I have owned Seapointer since it was touted on this board 4-5 years ago. It is by far my absolute best trader.  I have thought long and hard about whether to walk away or to pay a special assessment that was more than I paid for the weeks themselves!  I have chosen to give up my Seapointer (trying to sell it right them now) ESPECIALLY WHEN THEY WERE DISAFFILIATED WITH RCI!

That was the icing on the cake.  Not being able to trade through RCI was a real problem for me, considering the many great trades I got with Seapointer. 
You can read more about the current Seapointer special assessments and dilemmas elsewhere here on this board.


----------



## e.bram (Nov 25, 2007)

You buy a TS where you have no intention of visiting and the people who live there and use it want to fix it and you are getting screwed? I do not understand it.


----------



## Sandy (Dec 2, 2007)

e.bram said:


> You buy a TS where you have no intention of visiting and the people who live there and use it want to fix it and you are getting screwed? I do not understand it.



Not sure if you were referring to me or not, but I have visited Capetown twice. I bought Seapointer for trading and visiting.  One of the selling points every timeshare sales pitch contains is the possibility of trading the unit for a vacation elsewhere.  So that is what RCI, II, DAE, Trading places and the other trading companies espouse, and what they make their money on. 
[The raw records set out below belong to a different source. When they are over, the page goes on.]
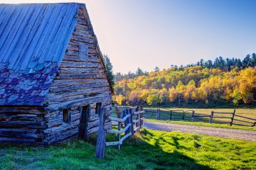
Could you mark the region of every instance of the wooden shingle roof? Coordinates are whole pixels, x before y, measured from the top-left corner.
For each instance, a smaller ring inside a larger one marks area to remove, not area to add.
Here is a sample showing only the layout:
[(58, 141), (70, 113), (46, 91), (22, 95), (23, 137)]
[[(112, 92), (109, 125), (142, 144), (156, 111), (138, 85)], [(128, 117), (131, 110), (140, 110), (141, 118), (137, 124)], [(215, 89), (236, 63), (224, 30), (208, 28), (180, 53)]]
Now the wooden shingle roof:
[(80, 5), (0, 4), (0, 105), (42, 105)]

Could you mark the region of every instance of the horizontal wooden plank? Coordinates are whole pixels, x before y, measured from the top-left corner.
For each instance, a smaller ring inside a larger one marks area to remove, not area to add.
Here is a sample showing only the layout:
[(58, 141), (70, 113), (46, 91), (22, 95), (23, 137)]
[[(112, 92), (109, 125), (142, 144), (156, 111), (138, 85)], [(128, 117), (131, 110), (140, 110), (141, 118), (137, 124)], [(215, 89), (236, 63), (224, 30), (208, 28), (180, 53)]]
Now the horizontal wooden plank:
[(108, 117), (108, 120), (123, 123), (130, 116), (131, 116), (131, 115), (128, 114), (122, 119), (110, 116), (110, 117)]
[(132, 132), (129, 132), (127, 134), (124, 135), (123, 137), (121, 138), (120, 142), (123, 142), (127, 138), (128, 138), (132, 134)]
[(133, 112), (134, 115), (139, 115), (140, 113), (144, 113), (144, 111), (138, 111), (138, 112)]
[(222, 116), (214, 116), (214, 118), (219, 118), (219, 119), (232, 119), (232, 117), (222, 117)]
[(239, 124), (239, 123), (233, 123), (232, 125), (243, 125), (243, 126), (248, 126), (248, 127), (252, 127), (252, 125), (244, 125), (244, 124)]
[(245, 117), (245, 116), (241, 116), (241, 115), (235, 115), (235, 117), (243, 117), (243, 118), (245, 118), (245, 119), (249, 119), (249, 120), (255, 120), (256, 121), (256, 119), (252, 119), (252, 118), (250, 118), (250, 117)]
[(255, 123), (254, 122), (249, 122), (249, 121), (246, 121), (246, 120), (238, 120), (238, 119), (233, 119), (233, 120), (236, 120), (236, 121), (238, 121), (238, 122), (244, 122), (244, 123)]
[(119, 145), (122, 144), (123, 144), (122, 142), (107, 142), (105, 143), (106, 147)]
[(233, 112), (214, 112), (214, 114), (230, 114), (230, 115), (233, 115)]
[(108, 134), (121, 134), (125, 132), (130, 126), (132, 125), (132, 123), (127, 124), (124, 128), (120, 131), (116, 130), (107, 130), (107, 133)]
[(210, 115), (193, 115), (193, 117), (211, 117)]

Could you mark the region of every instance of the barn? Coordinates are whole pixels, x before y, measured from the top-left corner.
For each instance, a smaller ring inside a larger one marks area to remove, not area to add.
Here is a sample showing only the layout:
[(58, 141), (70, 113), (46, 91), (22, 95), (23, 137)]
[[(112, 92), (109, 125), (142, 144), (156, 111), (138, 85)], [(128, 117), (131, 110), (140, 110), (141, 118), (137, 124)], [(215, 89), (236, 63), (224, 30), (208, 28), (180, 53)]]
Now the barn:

Hang around here a little bit longer and you may learn much more about good value for your trading dollar, great sales pricing, good exchanges, and great places to visit using timeshares!


----------



## Sandy (Dec 3, 2007)

Sorry - 

I see that e.bram was referring to the caption on the top of the post.


----------



## grest (Dec 8, 2007)

Just got a letter from The Place on the Bay saying to expect a special assessment...dang!  It may be time to get rid of that one too...
Connie


----------



## Rmelnyk (Dec 14, 2007)

I own a 2 bedroom at Castleburn-Peak(5 yrs)...No SA., and  great yearly fees.  I don't know where some of you are coming from?  I've most always had good exchanges, and responses to any inquiries.


----------